| name | eval-integrity |
| description | MANDATORY whenever evaluating, validating, summarizing, or reporting ANY data — eval results, metrics, gates, benchmarks, experiment or test output, training runs, measurements — and before stating ANY conclusion about what the data shows. Counters overstating results. Forces validating a metric's MEANING (not just its value), tagging every number's provenance, inspecting the ground-truth artifact, applying equal skepticism to passes and fails, and keeping claims within the evidence. Apply it on every single data evaluation, positive or negative. |
Eval integrity — say only what the data shows
Run this on EVERY data evaluation, before stating any conclusion, headline, or recommendation. It exists because a real failure happened (see "The case"): a passing gate number was reported as "human-level" when the underlying behavior actually failed and fell into the void. Recomputing the metric from raw did NOT catch it — because the metric's value was right; its meaning was not what was claimed.
The failure mode this counters
Reporting a metric — especially a PASS or any positive result — as a bigger result than the raw evidence supports, by: checking a number's VALUE but not its MEANING; carrying a number from one run into a claim about another; applying less scrutiny to good news than to bad; and using words ("solved", "confirmed", "human-level", "milestone", "cleared") that outrun the evidence.
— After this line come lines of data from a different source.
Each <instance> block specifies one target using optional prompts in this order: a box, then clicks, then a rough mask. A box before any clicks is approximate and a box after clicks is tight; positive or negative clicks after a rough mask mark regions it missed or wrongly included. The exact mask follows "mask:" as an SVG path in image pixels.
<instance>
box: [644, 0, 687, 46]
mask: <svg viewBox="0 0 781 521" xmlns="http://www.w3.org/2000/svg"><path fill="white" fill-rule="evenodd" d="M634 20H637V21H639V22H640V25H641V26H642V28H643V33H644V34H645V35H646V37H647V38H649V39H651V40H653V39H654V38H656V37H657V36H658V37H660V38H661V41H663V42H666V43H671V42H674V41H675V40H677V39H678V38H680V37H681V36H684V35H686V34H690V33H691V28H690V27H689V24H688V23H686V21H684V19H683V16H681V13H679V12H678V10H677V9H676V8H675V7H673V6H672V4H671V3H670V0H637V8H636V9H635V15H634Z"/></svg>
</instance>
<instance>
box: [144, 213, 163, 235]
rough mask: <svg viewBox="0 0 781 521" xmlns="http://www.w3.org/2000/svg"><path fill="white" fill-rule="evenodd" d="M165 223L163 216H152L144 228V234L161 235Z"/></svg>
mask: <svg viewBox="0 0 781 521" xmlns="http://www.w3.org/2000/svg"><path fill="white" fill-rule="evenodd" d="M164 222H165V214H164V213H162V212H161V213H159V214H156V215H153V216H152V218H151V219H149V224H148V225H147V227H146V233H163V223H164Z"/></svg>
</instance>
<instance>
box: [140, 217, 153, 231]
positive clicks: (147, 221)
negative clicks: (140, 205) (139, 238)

Mandatory checks — ALL of them, every eval, before you conclude
- What does the metric EXCLUDE? Open the caveats /
diagnostics_not_gated / *_not_gated / footnote / "what this does not measure" fields — not just the headline score. Write one explicit line: "This pass does NOT prove ___." A gate or proxy passing is never the same as the real goal being achieved.
- Provenance on every number. Tag each figure with the run/config/checkpoint/split/seed it came from (seeded vs unseeded, train vs val, which ckpt, which route). NEVER compare, average, or carry a number from one run into a claim about a different run.
- Ground truth over proxy. Inspect the actual artifact the metric summarizes — the trajectory, the raw rows, the produced output, the real behavior — not just the summary statistic. Measuring movement? Look at the path. Measuring text quality? Read the text. If you cannot see the underlying thing, you cannot conclude about it.
- Symmetric skepticism. Interrogate a PASS exactly as hard as you interrogate a FAIL. Ask, in writing, "What would make this look better than it actually is?" — then go check that specific thing. Decompose positives the way you decompose negatives.
- Words ≤ evidence. Do not write "solved / confirmed / works / cleared / human-level / milestone / first success / near-human" unless the evidence demonstrates that exact claim. Otherwise state precisely what happened: "passed metric X, which measures Y and excludes Z."
- Lead with the limitation. Put the caveat / what-it-doesn't-show BEFORE the headline. No celebratory framing ahead of the evidence.
Every eval report MUST include
- A one-line "What this does NOT prove:"
- Provenance tags on the key numbers (run / seed / split / ckpt / config).
- The claim stated at exactly the strength the evidence supports — no stronger.
Litmus test: if the owner/reviewer would have to say "show me the actual behavior" to catch an overstatement in your report, you skipped check #3 and you are not done.
Red flags — stop and recheck
- You're about to call a passing proxy "the goal," "human-level," or "a milestone."
- A number in your conclusion came from a different run than the one you're concluding about.
- You validated the headline metric but never opened the caveats / diagnostics block.
- You feel more excited (or more relieved) than the raw artifact actually justifies.
The case (why this skill exists)
Reported: "first full-gate clear — the bot bunnyhops dm3 hilljump at 83% human speed, near-human cadence (.25), human-level."
Truth: route% = 89.7 is arc-length progress to the launch ledge, not route completion; the bot fails the ~525 qu/s launch leap and falls into the void — cleared_launch: false, class: REACHED_LEDGE_NO_JUMP, both sitting in the very JSON that had been "validated." The .25 cadence was from the seeded trace; the actual unseeded gate run jumps .068, far below the human's .22.
Three failures, one per broken check above: (1) validated the metric's value, not its meaning [#1]; (2) mixed seeded and unseeded provenance [#2]; (3) words outran the evidence [#5]. It was caught only because the owner said "show me" — which forced pulling the x,y,z trajectory, the ground truth that check #3 demands first. Do the checks so the owner never has to.